Dogs do the catwalk
Emma O’Brien is helping homeless mutts put their best paws forward. The dogs line up, tails wagging and tongues lolling, ready to have their pictures taken. A professional portrait photographer, O’Brien turned her camera on unwanted canines in the midst of a troubled marriage. Finding one’s passion in life isn’t easy, but O’Brien discovered a way to combine two of hers, giving shelter dogs a second chance in the process.
“They are so special,” O’Brien says. “I have met some of the most delightful creatures.” Her dog portraits are not just about the cute factor. O’Brien takes photographs of shelter dogs outside of their often depressing environments, bringing their personalities to life to encourage people to adopt them and provide them with new lives. “I want to use the universal language of photography to help rehome unwanted pets,” she says. “It is really heartwarming to see a dog that I photographed going to a new home.” In 2017 O’Brien self-published her first book, Mutts, a series of photos and stories of rescue dogs and their new homes. With the book, she hoped to reduce the stigma around mixed-breed dogs, who are more likely to be put down than pedigrees. The proceeds from the book go towards the Sandton SPCA and Community Led Animal Welfare (CLAW), two organisations close to O’Brien’s heart.

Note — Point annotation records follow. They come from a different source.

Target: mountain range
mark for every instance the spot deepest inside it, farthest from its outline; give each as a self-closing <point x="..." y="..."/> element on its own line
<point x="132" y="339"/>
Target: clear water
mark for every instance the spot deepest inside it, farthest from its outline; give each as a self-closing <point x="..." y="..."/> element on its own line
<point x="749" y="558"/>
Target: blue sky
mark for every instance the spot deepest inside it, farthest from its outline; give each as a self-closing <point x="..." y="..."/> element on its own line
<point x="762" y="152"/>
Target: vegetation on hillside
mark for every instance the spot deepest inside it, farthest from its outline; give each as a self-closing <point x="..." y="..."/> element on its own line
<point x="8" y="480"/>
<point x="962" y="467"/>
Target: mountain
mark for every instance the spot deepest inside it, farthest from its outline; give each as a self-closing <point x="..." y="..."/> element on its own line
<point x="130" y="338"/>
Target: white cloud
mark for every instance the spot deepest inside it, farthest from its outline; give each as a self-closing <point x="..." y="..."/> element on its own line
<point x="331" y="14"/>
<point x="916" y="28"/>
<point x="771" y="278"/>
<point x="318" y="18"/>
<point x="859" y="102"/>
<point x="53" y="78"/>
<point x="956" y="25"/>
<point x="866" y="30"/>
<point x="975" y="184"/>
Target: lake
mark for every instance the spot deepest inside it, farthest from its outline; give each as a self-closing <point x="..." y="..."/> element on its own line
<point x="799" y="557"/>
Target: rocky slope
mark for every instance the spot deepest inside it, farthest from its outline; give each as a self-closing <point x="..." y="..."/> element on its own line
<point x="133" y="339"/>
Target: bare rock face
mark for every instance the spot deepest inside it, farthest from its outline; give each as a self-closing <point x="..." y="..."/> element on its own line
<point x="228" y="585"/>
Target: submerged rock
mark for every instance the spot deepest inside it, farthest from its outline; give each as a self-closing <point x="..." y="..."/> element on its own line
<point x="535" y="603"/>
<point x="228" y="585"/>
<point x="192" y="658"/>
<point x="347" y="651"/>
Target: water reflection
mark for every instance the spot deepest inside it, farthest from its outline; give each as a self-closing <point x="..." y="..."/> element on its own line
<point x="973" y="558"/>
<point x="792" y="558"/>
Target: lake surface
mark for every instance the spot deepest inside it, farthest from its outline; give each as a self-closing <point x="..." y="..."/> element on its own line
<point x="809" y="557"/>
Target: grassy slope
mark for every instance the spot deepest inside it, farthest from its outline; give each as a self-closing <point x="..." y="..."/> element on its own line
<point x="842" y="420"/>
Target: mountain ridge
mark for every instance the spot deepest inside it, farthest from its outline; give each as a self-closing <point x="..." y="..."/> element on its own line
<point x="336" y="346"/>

But O’Brien doesn’t just photograph shelter dogs. She also does family portraits (pets included), newborn shoots (some dogs do make an appearance), and personal branding (no dogs – yet). Her career has spanned over a decade, and she moved to South Africa from the United Kingdom in 2009. O’Brien has won awards for her work, including a prize for her pet photography from the Tokyo International Foto Awards. But recognition is not what O’Brien wants. “I hope that my images inspire South Africans to adopt a dog from a shelter rather than buying one,” she says. After all, everyone deserves to live in a loving home.